The In the Pipeline blog called a new article from Nature Reviews Drug Discovery to my attention this morning. The article details where the 252 drugs approved between 1997 and 2005 came from. Your choices are pharma, biotech and universities. Any takers on the results?
- 58% came from pharmaceutical companies
- 18% came from biotech companies
- 24% came from universities
Looks like pharma is ahead thus far. And 76% of drugs come out of industry and not academia.
Using FDA priority date as an "endpoint" for unmet medical need, then 123 of the 252 received priority review. Where did these come from? Any takers on results?
- 46% were from pharmaceutical companies
- 30% were from biotech companies
- 23% were from universities (going to either pharma or biotech)
Looking at the data this way, it looks like the biotech and universities are making the majority of drugs that receive priority review - and most biotech drugs receive priority review. By contrast, most pharma drugs do not receive such.
What if we look at scientific novelty? Forty-six (46%) or 118 drugs were considered to be novel. The survey says.
- 44% were from pharmaceutical companies
- 25% were from biotech companies
- 31% were from universities
Therefore 65% of biotech drugs were classifed as novel, 62% of universities output was deemed novel, and only 36% of pharma was classifed as novel. Uh-oh! One can argue persuasively, perhaps, that the pharma companies tend to shoot for the bigger market applications, and the biotech/universities are overrepresented in comparison in orphan or rare disease categories. However, the pharma companies are producing more me-too products in the bigger categories. This isn't going to cut it in an environment of health care cost control and a need to show comparative value to earn your medical reimbursement. Why approve an also-ran drug?
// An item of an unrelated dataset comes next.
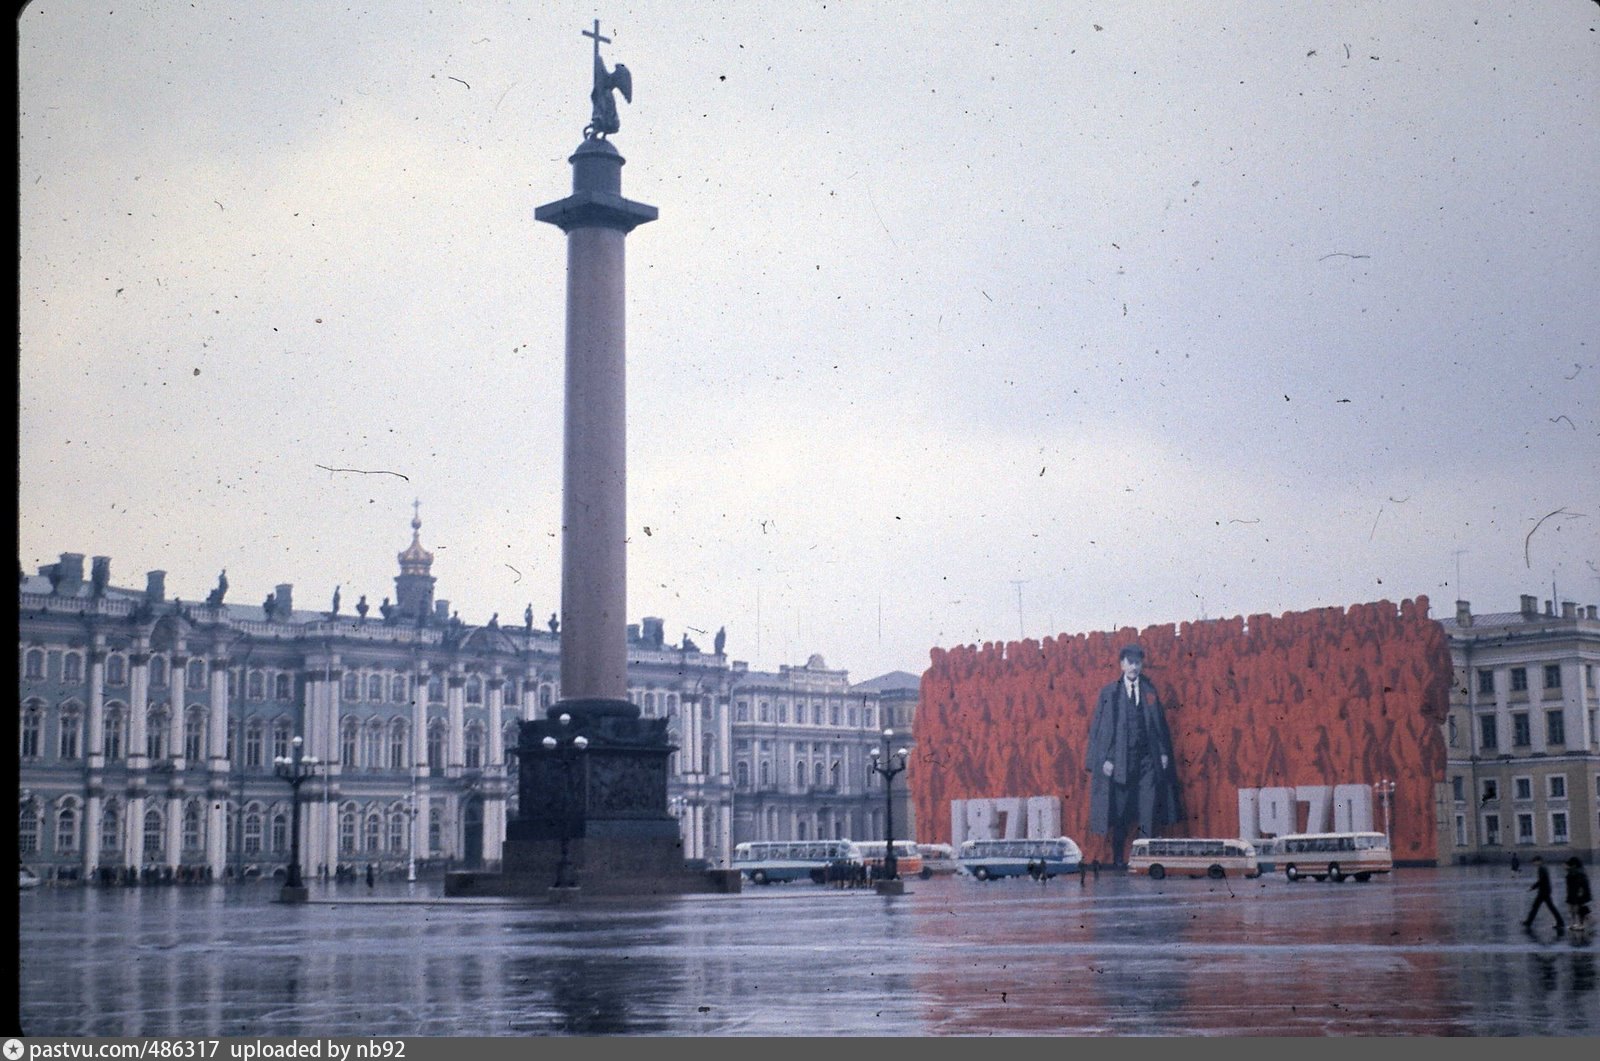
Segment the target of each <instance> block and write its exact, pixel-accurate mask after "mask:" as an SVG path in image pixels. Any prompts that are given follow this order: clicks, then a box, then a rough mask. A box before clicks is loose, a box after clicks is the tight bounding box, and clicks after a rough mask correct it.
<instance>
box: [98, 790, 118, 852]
mask: <svg viewBox="0 0 1600 1061" xmlns="http://www.w3.org/2000/svg"><path fill="white" fill-rule="evenodd" d="M120 850H122V803H118V802H117V800H115V799H110V800H106V807H104V808H102V810H101V851H107V853H109V851H120Z"/></svg>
My take given this data. I think it is rational for Pharma CEOs to conclude that their R&D groups are not delivering as much value as they need. We seem to have created a group of large companies going after similar classes of drugs - a lot of branded "me-tooism". It should not be shocking then when R&D departments are downsized and pharma companies acquire or license from biotech's, or cut deals with academic institutions to bolster their pipelines. Nor should the new push toward orphan and rare diseases by several big companies (Pfizer, Sanofi, GSK, etc.) be surprising - as this is a novel area of unmet need.
Now, I couple this observation with the report from Roland Berger Strategy Consultants that I cited last week. In it, 65% of pharma executives said the industry was in crisis and 78% of these execs said generics was their salvation. Uh-oh! So much for innovation. This would seem to be counter to the actions taken above. It is another version (and less profitable one) of me-tooism - this time generic and or "branded generic". If it quacks like a duck..........
I'd like to re-quote Roche CEO, Severin Schwan from an interview I posted last week on his view of innovative pharma companies going after generics -- and why Roche will NOT follow suit. Roche firmly rejects the idea of "diversifying" into generic drugs, consumer health or animal health. Roche believes that it needs to innovate - i.e. produce novel drugs for unmet needs.
Says CEO Severin Schwann, "A lot of people call it diversification. I call it giving up. Call me biased, but I really believe we have one of the best industry pipelines." Roche may have but it looks like many of the other pharma boys have their work cut out for them.
Posted by Bruce Lehr November 4th 2010.